3.1.5.3. IaC in CI/CD: Plan-and-Approve, Testing, and Self-Service
3.1.5.3. IaC in CI/CD: Plan-and-Approve, Testing, and Self-Service
Having IaC tools is the first step; integrating them safely into CI/CD pipelines — with plan-and-approve workflows, testing, and self-service — is where the real value emerges.
IaC integration with CI/CD pipelines requires specific patterns for safety and reliability. Terraform production pipelines should never use -auto-approve — a plan showing "destroy 3 resources" would execute immediately without review. The plan-and-approve workflow saves the plan file, posts output for review, and applies only the approved plan. az deployment group what-if provides similar pre-deployment validation for Bicep, revealing drift between template desired state and actual Azure state. Azure Deployment Environments enable developer self-service: platform teams define IaC templates in a catalog, developers create environments without needing ARM/Bicep knowledge or subscription permissions. Bicep testing layers include linting (syntax), parameter validation (module inputs/outputs without deployment), what-if (preview against real subscription), and integration testing (deploy to test subscription and verify). Parameter validation is the cheapest and fastest layer.
Content for Automation of testing - see flashcards and questions for this subsection.
The Terraform plan-apply pattern in CI/CD separates intent from execution. terraform plan -out=tfplan generates a plan file showing exactly what will change. The plan output can be posted as a PR comment for team review, attached as a pipeline artifact, or sent to a Slack channel for visibility. terraform apply tfplan then executes only the approved changes — no surprise resource deletions.
For Bicep, az deployment group what-if serves the same preview purpose. The what-if output categorizes changes as Create, Modify, Delete, or No Change, making it easy to spot unintended modifications. Drift detection — where manual portal changes conflict with IaC definitions — shows up as modifications the deployment would make to "correct" the drift.
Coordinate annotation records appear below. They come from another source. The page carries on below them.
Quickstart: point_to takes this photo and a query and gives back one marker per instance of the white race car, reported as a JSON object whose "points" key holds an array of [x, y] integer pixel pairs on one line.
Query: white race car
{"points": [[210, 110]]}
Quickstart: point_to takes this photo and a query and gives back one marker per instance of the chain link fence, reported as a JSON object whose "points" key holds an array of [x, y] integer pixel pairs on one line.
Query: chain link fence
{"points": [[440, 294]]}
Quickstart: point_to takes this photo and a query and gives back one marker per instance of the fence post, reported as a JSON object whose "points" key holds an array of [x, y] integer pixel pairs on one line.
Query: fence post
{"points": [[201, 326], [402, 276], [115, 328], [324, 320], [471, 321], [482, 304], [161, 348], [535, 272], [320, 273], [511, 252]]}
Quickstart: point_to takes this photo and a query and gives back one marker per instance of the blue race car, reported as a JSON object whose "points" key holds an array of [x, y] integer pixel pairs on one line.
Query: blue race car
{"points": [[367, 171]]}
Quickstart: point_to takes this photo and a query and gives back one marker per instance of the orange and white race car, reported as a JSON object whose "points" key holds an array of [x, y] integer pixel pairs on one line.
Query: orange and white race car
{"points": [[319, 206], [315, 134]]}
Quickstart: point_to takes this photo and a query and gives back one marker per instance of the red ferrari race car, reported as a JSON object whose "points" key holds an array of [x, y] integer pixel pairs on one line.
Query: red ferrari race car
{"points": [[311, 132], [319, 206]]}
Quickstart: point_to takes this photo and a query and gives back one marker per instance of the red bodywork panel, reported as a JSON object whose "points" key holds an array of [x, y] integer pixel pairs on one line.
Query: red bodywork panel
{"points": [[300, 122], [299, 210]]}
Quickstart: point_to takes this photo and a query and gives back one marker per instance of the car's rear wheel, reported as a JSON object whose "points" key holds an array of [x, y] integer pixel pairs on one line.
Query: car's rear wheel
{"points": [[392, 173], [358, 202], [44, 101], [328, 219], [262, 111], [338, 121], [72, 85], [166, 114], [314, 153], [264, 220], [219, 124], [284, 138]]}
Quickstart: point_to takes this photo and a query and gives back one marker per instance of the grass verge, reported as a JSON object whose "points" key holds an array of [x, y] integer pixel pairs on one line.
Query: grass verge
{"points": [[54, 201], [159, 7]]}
Azure Deployment Environments automate environment provisioning for developer self-service. Platform engineers define environment templates (Bicep or Terraform) in a GitHub catalog. Developers create environments through the developer portal or CLI without needing Azure subscription access or IaC knowledge. Environments can auto-expire after a configurable period, preventing cost accumulation from abandoned test environments.
Bicep testing follows a cost-efficiency pyramid: linting (free, instant), parameter validation (free, seconds), what-if (requires subscription, seconds), integration testing (requires deployment, minutes). Run cheaper tests first; only invest in real deployments for critical modules. PSRule for Azure adds policy-as-code validation that catches Azure best practice violations before deployment.
Environment-specific variable management in IaC pipelines uses parameter files per environment. Bicep: main.bicepparam with environment-specific values. Terraform: dev.tfvars, staging.tfvars, prod.tfvars. The pipeline template selects the appropriate file based on the target environment, ensuring infrastructure configuration differs only in explicitly declared parameters — not in template logic.
Policy-as-code with Azure Policy validates IaC outputs against organizational standards. Deny policies prevent non-compliant resources (public storage accounts, unencrypted databases). Audit policies flag non-compliance for remediation. DeployIfNotExists policies automatically add missing components (diagnostic settings, backup configurations). When combined with IaC pipelines, policy-as-code creates a dual enforcement model: IaC defines what should exist, policy validates it meets standards.
Terraform workspaces within a single backend allow managing multiple environments with the same configuration but different state. However, workspace-per-environment creates coupling: a template change tested in dev's workspace uses the same configuration that prod's workspace will consume. Many teams prefer directory-per-environment for stronger isolation, accepting the duplication trade-off.
Infrastructure testing follows a similar pyramid to application testing. Linting and validation are fast, cheap, and catch syntax errors. What-if comparisons are medium-cost and catch logical errors. Full deployment testing is expensive but catches real-world provisioning failures that static analysis cannot detect.
Destroy protection prevents accidental infrastructure deletion. Terraform's prevent_destroy lifecycle rule blocks terraform destroy on critical resources. Bicep deployments in complete mode delete resources not in the template — always use incremental mode for production and restrict complete mode to dedicated cleanup pipelines.